Commentary

Article

Pharmaceutical Commerce

Pharmaceutical Commerce - October 2025
Volume20
Issue 5

Hubs as Revenue Protection: Rethinking Patient Access in the Era of Disruption

Amid intensified competition—and evolving IRA and PBM dynamics—leaders in the access space must now adopt a strategist mindset.

Chris Dowd

Chris Dowd

The access landscape is shifting. Specialty drugs still dominate, but the programs designed to help patients start and stay on therapy are under more strain than ever. As a result, what was once considered a support function is now central to a brand’s survival.

Hub services can no longer be viewed as nice-to-have extras or back-office costs. In today’s market, they’re a revenue protection strategy. Every prescription that doesn’t convert to a therapy start isn’t just a missed chance—it’s lost income, poorer patient outcomes, and an opening for competitors.

The Inflation Reduction Act (IRA) and its so-called “pill penalty,” as well as aggressive pharmacy benefit manager (PBM) practices and escalating gross-to-net pressures, have changed the economics of access. The challenge for pharmaceutical leaders is no longer whether to invest in hubs, but how to evolve them into smarter, leaner, and more strategically aligned operations that safeguard revenue.

Why hubs still matter even as margins tighten

Specialty medications now account for more than half of new drug approvals and spending. For many patients, moving from prescription to treatment isn’t simple. Specialty drugs often require refrigerated storage, complicated injection protocols, and insurance appeals that can stretch on for weeks. This is exactly why the hub model has become indispensable, even as drugmakers face relentless pressure to trim costs.

The drop-off data is grim. According to IQVIA, out of every 100 new prescriptions for a specialty medicine:

  • 44% are not filled due to lack of insurance coverage.
  • 14% are lost to prior authorizations or plan restrictions.
  • 5% disappear because of distribution limitations.
  • 7% fall away for other reasons.
  • Only about 30% of prescriptions ultimately get filled.

The challenges surrounding specialty access make it clear that hub programs are not optional—they’re essential. By reducing coverage denials, guiding providers and patients through payer requirements, and preventing therapy abandonment before it starts, hubs get patients on the path to treatment. From the moment a prescription is written, coordinated and proactive support is the only way to overcome PBM restrictions, pharmacy drop-offs, and insurance denials. Without it, patients get lost in the cracks—and brands lose income.

From cost center to competitive differentiator

For years, patient access services were seen primarily as a compliance requirement or a necessary expense. Today, forward-thinking manufacturers are reframing the investment as a market advantage.

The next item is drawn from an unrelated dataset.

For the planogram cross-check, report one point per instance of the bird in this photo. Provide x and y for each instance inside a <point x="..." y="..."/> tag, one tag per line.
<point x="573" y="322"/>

And the competitive landscape has shifted. A brand is no longer competing solely against therapeutic alternatives. It is also vying against:

  • Biosimilars, which put downward pressure on price and erode market share.
  • Direct-to-consumer access models, which promise patients faster and simpler pathways to therapy.
  • Other manufacturers’ patient support experiences, which can determine whether a prescriber stays loyal or switches scripts.

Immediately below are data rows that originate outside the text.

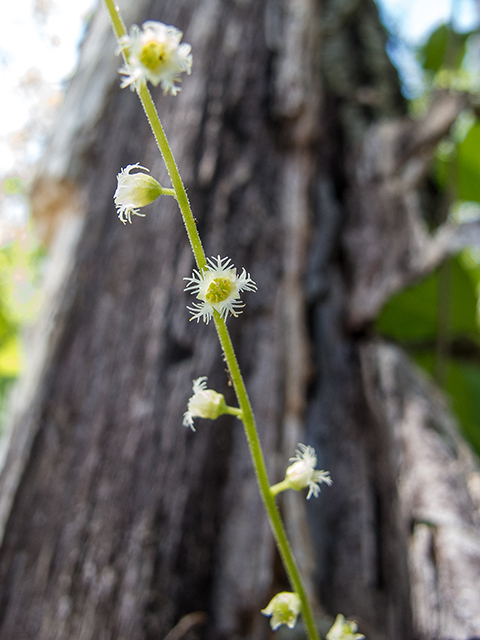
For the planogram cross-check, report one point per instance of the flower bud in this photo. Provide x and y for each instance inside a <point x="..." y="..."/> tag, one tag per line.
<point x="134" y="191"/>
<point x="284" y="608"/>
<point x="302" y="472"/>
<point x="205" y="403"/>
<point x="344" y="630"/>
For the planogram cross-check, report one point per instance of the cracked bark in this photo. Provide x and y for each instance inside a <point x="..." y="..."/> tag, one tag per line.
<point x="300" y="163"/>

What happens in the first 24 hours after a prescription is written often decides whether a patient stays on therapy. Delays with benefit verification, prior authorization, or pharmacy communication can undermine patient confidence and frustrate prescribers. The brands that move quickly keep patients engaged, reinforce confidence with physicians, and secure revenue that might otherwise slip to competitors who act more quickly.

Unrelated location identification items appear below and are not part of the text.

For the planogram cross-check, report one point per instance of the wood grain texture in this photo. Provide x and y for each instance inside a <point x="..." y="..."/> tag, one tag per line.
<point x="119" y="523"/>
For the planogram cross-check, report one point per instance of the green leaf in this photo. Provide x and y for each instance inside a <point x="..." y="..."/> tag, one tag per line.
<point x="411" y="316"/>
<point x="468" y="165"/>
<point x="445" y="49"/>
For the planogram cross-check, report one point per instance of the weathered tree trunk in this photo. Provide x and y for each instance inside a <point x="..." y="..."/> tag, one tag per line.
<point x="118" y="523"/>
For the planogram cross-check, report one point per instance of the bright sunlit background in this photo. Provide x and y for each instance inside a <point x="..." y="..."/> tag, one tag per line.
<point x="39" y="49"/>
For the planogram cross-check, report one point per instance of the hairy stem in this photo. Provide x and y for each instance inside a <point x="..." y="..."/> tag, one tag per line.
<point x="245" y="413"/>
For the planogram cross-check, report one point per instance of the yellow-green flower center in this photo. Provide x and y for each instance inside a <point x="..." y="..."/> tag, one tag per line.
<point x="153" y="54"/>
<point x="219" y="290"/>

What’s different about planning for 2026

Looking ahead to 2026, patient access leaders face a radically different set of planning assumptions than in years past.

  • Economic constraints: The IRA has introduced new pricing pressures, including gross-to-net compression that squeezes available budgets for patient support. Meanwhile, PBMs continue to deploy aggressive tactics that limit coverage or push patients toward preferred alternatives.
  • R&D shifts: Because of the IRA’s pill penalty, investment is increasingly directed toward specialty biologics rather than small-molecule drugs. This only amplifies the complexity of access.
  • Environmental volatility: Ongoing payer consolidation, evolving policy landscapes, and distribution channel disruptions mean past playbooks can no longer be relied upon.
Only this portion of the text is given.